I’ve never felt negatively about my name, but I’ve always noticed the response I would sometimes get when giving my name or saying it to others out loud. My name is Marquita; pronounced MAR-KEY-TAH. In terms of origin, Marquita is a Spanish variant of the word Marquis. It means “a noble title”. It’s actually a common name in the Hispanic and African American communities. Years ago when I asked my parents the inspiration behind my name, they mentioned an African Queen named Marquita. They also mentioned a famous actress, Marquita McGhee.
I felt led to write this post for a couple reasons. A couple years ago there was a meme going around on Instagram along the lines of “Little girl with the big name…correct them every time.” I saw it reposted several times and it made me think about how many times I’ve had to correct people when pronouncing my name. It also let me know that I am one of many people who have dealt with this.

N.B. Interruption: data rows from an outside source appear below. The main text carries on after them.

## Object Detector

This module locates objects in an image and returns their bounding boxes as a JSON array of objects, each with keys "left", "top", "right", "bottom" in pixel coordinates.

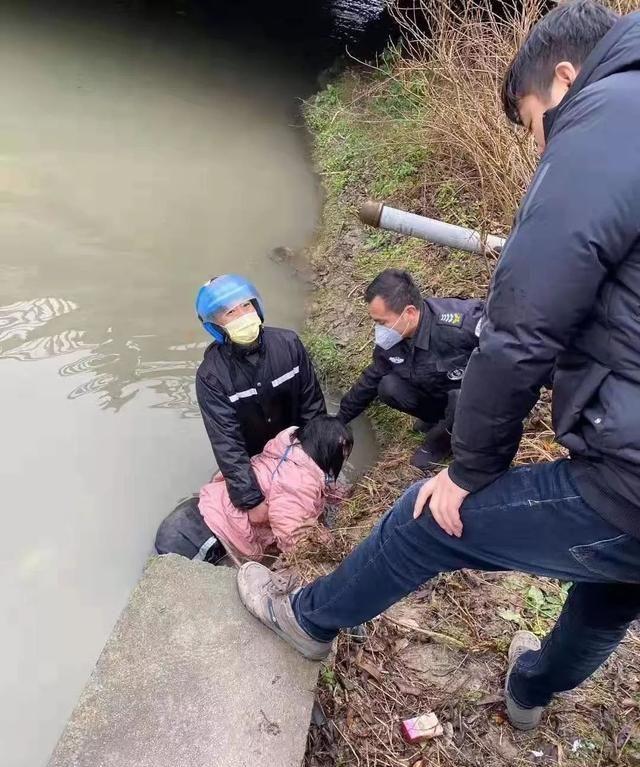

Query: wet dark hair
[
  {"left": 292, "top": 415, "right": 353, "bottom": 481},
  {"left": 500, "top": 0, "right": 620, "bottom": 125},
  {"left": 364, "top": 269, "right": 422, "bottom": 314}
]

When thinking about changing my blog name, at first I wasn’t sure if I should rebrand it to Meet Marquita, because I thought it might be difficult for people to spell and pronounce. After all, that has been the case so often. I thought that if they couldn’t spell it, they couldn’t get to my website. It wasn’t until my website designer told me that my name is not difficult to spell or pronounce. Her saying that to me really opened my eyes. It’s really not that hard. Her validation inspired me to follow through with changing the name of my website.
I’ve had several awkward experiences with others when it comes to my name. One time on a couple’s trip to Utah, the ladies decided to enjoy an afternoon at the spa. The other two ladies had their name called correctly by their massage therapist. When my lady called for me, she pronounced my name as Margarita. I politely corrected her, and she said, “Oh, I wanted it to be Margarita”. SMH! My response to her was, “well it’s not”. What she said to me totally caught me off guard. I tried not to let it bother me, as to not let it ruin my mood and massage experience.
A couple years ago I attended a wedding as a family friend of the bride. The mother of the groom came over to our table to introduce herself. Everyone started saying his or her names. I repeated mine a few times and after the third time she said something along the lines of, “well that wasn’t simple”. All I could do was shake my head.
At work, we talk a lot about Diversity, Equity and Inclusion (DEI). In one of the workshops, the topic of discussion was micro aggressions and micro insults. One of the examples given for a micro insult was mispronouncing a name multiple times. That workshop helped put a name to what I’ve experienced many times in my life when it comes to my name.
One day, we had a speaker, Chris Molina, who spoke on the topic of “Why You Talking White?” He mainly talked about code switching according to your environment (work, neighborhood, family, etc.). There was a point in his presentation where he spoke about names and how certain names are viewed as “urban”, “ghetto” and “not resume friendly”. He posed the question, “these names aren’t resume friendly according to who”? It really got me thinking. People shouldn’t assume anything about a person or judge them because of what their name is. Some people’s names are unique because of their cultural background, while others names may have been completely and randomly made up by their parents. Regardless of the origin, a person’s name is how you identify them, and should be respected.
I recognize that everyone’s name won’t be Karen or Chad, and that many will be unique. I could go on and on about different experiences, but my main message is to respect people regardless of what their name is. You may not care for it, like it or understand it, but it doesn’t matter. It’s not your business to understand. Mind the business that pays you. Let peoples name be their name, and make an effort to pronounce it correctly, while keeping your opinions to yourself.